Cette déclaration préliminaire, qui ne fut pas contestée par les témoins du WRP, ni corrigée au cours des semaines qui suivirent, constituait une répudiation du marxisme. Le jeudi 26 octobre 1978, le News Line donnait un compte-rendu du témoignage de Corin Redgrave fait le jour précédent. C’était une parodie des principes trotskystes.
« Durant l’après-midi, M. Redgrave était interrogé par Mr. Colin Ross Munro, l’avocat de la défense, sur la politique du Workers Revolutionary Party.
« Questionné sur la lutte pour le pouvoir ouvrier, M. Redgrave dit qu’il fallait la mener avec des moyens pacifiques, légaux et constitutionnels.
« ’Pas d’insurrection armée sous la direction du WRP ?’, demanda l’avocat.
« ’Pas en ce qui concerne nos objectifs,’ répondit M. Redgrave.
« M. Redgrave dit à la cour que le parti pourrait considérer l’éventualité d’un recours aux armes ‘pour s’opposer à la violence par la violence’ – dans l’éventualité d’un Etat fasciste en Angleterre.
« Ce serait une situation où toutes les formes de démocratie auraient été abolies et où la majorité des gens aurait perdu leurs droits démocratiques. »
Ce témoignage constituait un lâche désaveu de tous les enseignements fondamentaux du marxisme sur la nature de classe de la démocratie bourgeoise. La possibilité de recourir aux armes se limitait à la lutte contre l’Etat fasciste – à savoir, à une période qui suivrait la défaite du prolétariat. Mais le pire, dans ce témoignage allait encore venir.
« Questionné pour savoir où la classe ouvrière obtiendrait des armes pour un soulèvement, M. Redgrave dit qu’elles pourraient provenir de sections de l’armée qui pourraient elles-mêmes souhaiter défendre les droits démocratiques.
« ’Cela s’est déjà produit pour de semblables droits démocratiques, par exemple, lors des événements au Portugal.’ »
Il est important de se rappeler que ce témoignage avait lieu au moment où l’agitation du WRP pour renverser le gouvernement travailliste battait son plein et que le parti avait déclaré qu’il était engagé dans la lutte pour le pouvoir. Mais, quand il eut l’occasion de parler devant un large public ouvrier, Redgrave ne renonça pas seulement à la violence révolutionnaire, il déclara aussi sa confiance inébranlable dans l’armée de l’impérialisme britannique et dans son Etat et lui donna son soutien. Ce témoignage démontre pour le moins que, malgré toute la grandiloquence politique au sujet du renversement du gouvernement et à la lutte pour le pouvoir, le WRP était rempli de respect pour l’Etat capitaliste. Même en considérant qu’il était nécessaire d’utiliser des formulations très prudentes afin de protéger le WRP contre des poursuites légales, le fait est que les témoins du parti se surpassèrent dans leurs efforts pour apaiser l’Etat, allant jusqu’à faire des déclarations ne servant qu’à tromper les masses et à miner leur conscience politique.

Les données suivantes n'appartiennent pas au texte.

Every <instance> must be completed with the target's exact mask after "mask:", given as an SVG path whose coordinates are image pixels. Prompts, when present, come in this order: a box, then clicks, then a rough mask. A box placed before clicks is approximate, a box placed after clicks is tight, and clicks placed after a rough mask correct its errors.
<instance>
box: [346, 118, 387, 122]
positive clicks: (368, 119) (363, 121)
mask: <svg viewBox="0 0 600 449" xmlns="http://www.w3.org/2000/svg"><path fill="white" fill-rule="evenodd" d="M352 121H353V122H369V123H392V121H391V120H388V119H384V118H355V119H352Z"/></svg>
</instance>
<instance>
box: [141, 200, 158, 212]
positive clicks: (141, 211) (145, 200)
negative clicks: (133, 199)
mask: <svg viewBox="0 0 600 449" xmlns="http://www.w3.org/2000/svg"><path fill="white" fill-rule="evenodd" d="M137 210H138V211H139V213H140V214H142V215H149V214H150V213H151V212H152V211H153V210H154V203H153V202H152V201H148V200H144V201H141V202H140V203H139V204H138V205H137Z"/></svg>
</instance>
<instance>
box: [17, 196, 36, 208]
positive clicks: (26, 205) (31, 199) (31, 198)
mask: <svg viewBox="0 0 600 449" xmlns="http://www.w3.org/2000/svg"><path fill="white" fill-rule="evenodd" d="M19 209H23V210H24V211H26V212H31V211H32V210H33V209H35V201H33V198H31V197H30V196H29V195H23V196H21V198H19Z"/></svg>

Redgrave alla même jusqu’à suggérer que des milices ouvrières n’étaient nécessaires que là où il n’y avait pas suffisamment de patrouilles de police !
Le samedi 28 octobre 1978, le News Line publia une charretée supplémentaire de ces témoignages nauséabonds de la part de Corin Redgrave, qui agissait en tant que porte-parole principal du WRP : « ’Je n’ai jamais enseigné la violence, je n’ai jamais pratiqué la violence et je m’oppose à la violence et c’est la position que mon parti a toujours prise.’ dit-il. »
A la fin du procès, quand les jurés eurent rendu leur jugement en faveur des plaignants en affirmant que l’Observer avait écrit des mensonges, le juge refusa aux Redgrave et aux autres plaignants du WRP la seule chose qu’ils désiraient ardemment – la respectabilité. La véritable ironie de cette affaire fut que l’attitude des plaignants fit infiniment plus de tort à leur réputation que toutes les accusations dont les avait couvert l’Observer.